Oggi si vanno cercando i segni di credibilità della chiesa. Per me il primo segno di credibilità della chiesa è l’amore che i sacerdoti si portano tra di loro. Qui, io parlo per paradossi. A me interessa che i preti si vogliano bene tra di loro, poi se a me vogliono poco bene, me ne fa poco. Volere bene al vescovo a volte è facile. Ci può essere il pericolo che convenga. Invece volerci bene tra di noi per fare la comunità di cui il Vescovo è perno e fondamento, è molto più difficile. Eppure noi non la dobbiamo realizzare soltanto in senso morale. Dobbiamo prima crederlo come verità di tipo ontologico, alla quale dobbiamo adeguare la nostra esistenza, il nostro comportamento, alla quale dobbiamo ispirare il nostro stile di vita.

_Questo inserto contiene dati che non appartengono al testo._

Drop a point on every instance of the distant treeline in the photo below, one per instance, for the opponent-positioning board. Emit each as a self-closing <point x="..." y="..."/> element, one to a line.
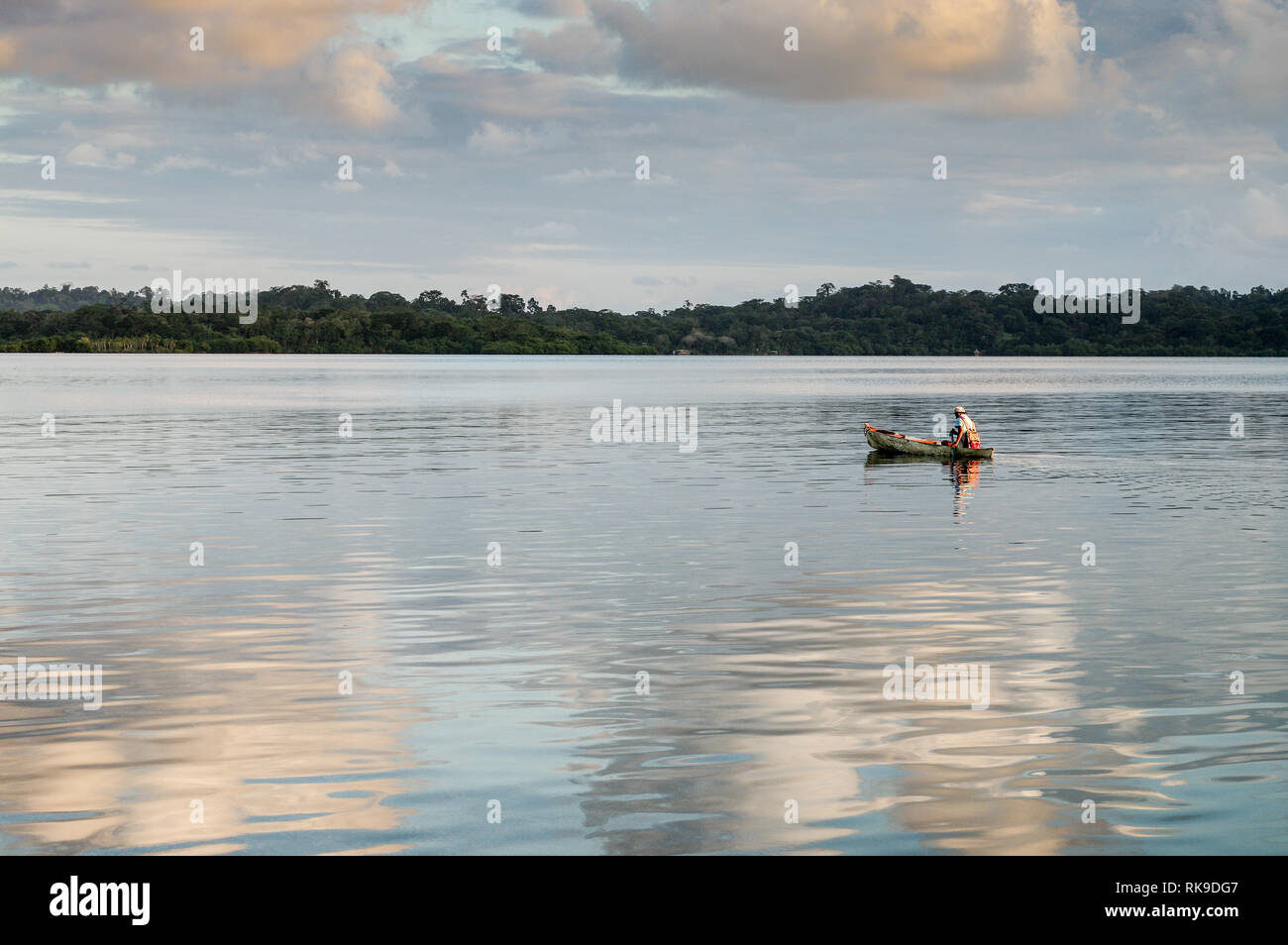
<point x="897" y="317"/>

Naturalmente l’azione del vescovo ha un carattere originario che manca a quella del presbitero. Soltanto il vescovo è nella successione dell’ordine apostolico. Soltanto il vescovo raggiunge l’apostolicità di tutta l’azione della chiesa; il presbitero la deriva da lui.
E’ una situazione estremamente curiosa quella dei vescovi: potrebbero essere senza cura d’anime a meno che non si costituiscano parroci della cattedrale oppure avere una cura d’anime generica occasionale. No. L’azione del vescovo è permanente in tutte le comunità proprio perché il presbitero rende presente la sua azione, quando naturalmente il presbitero è in comunione con tutti i suoi fratelli nel sacerdozio ed è in comunione col vescovo. Questo avviene nella comunità particolare, nella parrocchia ed anche in un’altra comunità di altro titolo. Basta che ci sia il presbitero perché la comunità sia legittima perché lì ci sono tutti gli elementi della verità e della realtà della chiesa.
Non vi pare allora che: non dalla somma di tutte le comunità, ma dalla comunione di tutte le comunità ne risulti la chiesa locale a cui presiede il vescovo? E’ un punto di vista che io lascio a voi.
OM 423 Tortona 71 – 27 settembre 1971.